Lo contrario del amor no es el odio, es la indiferencia. Lo contrario de la belleza no es la fealdad, es la indiferencia. Lo contrario de la fe no es herejía, es la indiferencia. Y lo contrario de la vida no es la muerte, sino la indiferencia entre la vida y la muerte.
Elie Wiesel
El Sol se alza sobre un paisaje desolado, sobre los decadentes restos de una civilización casi olvidada, de una humanidad extinta. Atraídas por la promesa de calor, de entre los escombros surgen figuras de pequeña estatura y pieles pálidas. Se asemejan vagamente a hombres, pero sus cuerpos lucen huellas de impresionantes mutaciones.
Los dedos huesudos de nudillos prominentes revuelven entre lo que, en otro tiempo, en otro mundo, se habría denominado “basura”. Recogen la cabeza de una muñeca de cara sucia, ahora tuerta y medio calva. El ser la sostiene a la altura de sus enormes ojos negros y escruta, en apariencia conmovido, el iris azul de vidrio, solitario.
―Qué raza extraña la de los hombres. Unos desconocidos hicieron del atesoramiento el objetivo principal de sus vidas y mira ahora… Todos sus sueños terminaron aquí, en estos enormes montículos que se descomponen bajo el sol. ¿Qué valor tenían sus ilusiones? Quién sabe cuánto ansió alguien cada una de estas cosas ―dice con esa inconfundible forma de hablar, entre jadeos, que los distingue―. Cuántas noches en vela proyectando cómo conseguirlas, imaginando el placer que les habrían proporcionado…
―Esos hombres debían de ser muy estúpidos para luchar entre sí por todos estos objetos inútiles. Sólo la comida puede dar la felicidad. Sólo por ella vale la pena morir o matar.
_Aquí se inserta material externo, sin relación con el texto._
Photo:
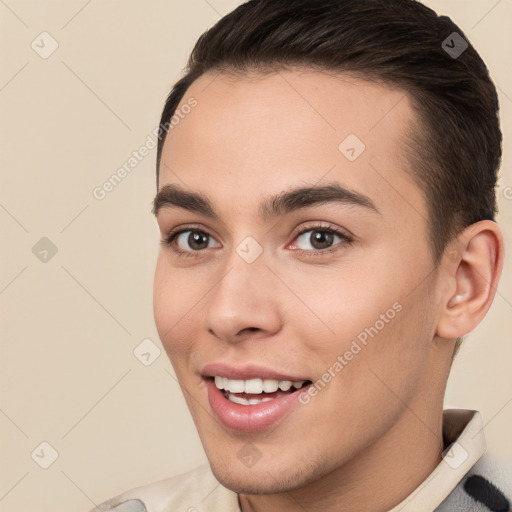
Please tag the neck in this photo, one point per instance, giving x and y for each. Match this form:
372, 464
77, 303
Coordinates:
378, 478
El ser comprende que, pese a su juventud, el compañero ha entendido ya: hambre y humanidad no son compatibles. Impresionado, lanza la cabeza lejos y deposita la mano en su hombro para expresar de alguna forma lo orgulloso que se siente de él.
El pequeño parece desconcertado y meditabundo. Observa con insistencia la extremidad que reposa, inmóvil, cerca de su cuello, como una araña exótica. Mira fijamente los peculiares dedos, aunque grotescos, especialmente aptos para hurgar entre las montañas de restos. Deduce que su curiosa forma ha de ser producto de una evolución en absoluto fortuita, de una estrategia bien calculada por la naturaleza. Compara entonces esas manos con las suyas, diminutas y rechonchas, y lo embargan la envidia y la ira.
Su maestro le sonríe dejando al descubierto unas encías entre grises y azuladas.
―No te preocupes, un día tus dedos se volverán como los míos. Todavía eres joven y tienes que crecer. Tu metamorfosis aún no ha hecho más que empezar. Tu cuerpo experimentará muchos otros cambios.
―Yo ya he empezado a cambiar. No soy un niño ―protesta con orgullo y una cierta dosis de hostilidad en la mirada.
―Sí, ya lo veo. La agresividad es precisamente una de las alteraciones que se manifiestan en nosotros. Sin ella resultaría difícil sobrevivir.
―Hace varias semanas que siento una quemazón intensa en los brazos y las piernas ―explica entusiasta mientras muestra las zonas afectadas, hinchadas y enrojecidas, como si de trofeos se tratase.
Su maestro inspecciona con delicadeza el antebrazo, bajo cuya piel lívida se aprecian unos capilares dilatados que se extienden cual sofisticada telaraña.
―¿Te duele?
―Casi nada. Sobre todo, me pica.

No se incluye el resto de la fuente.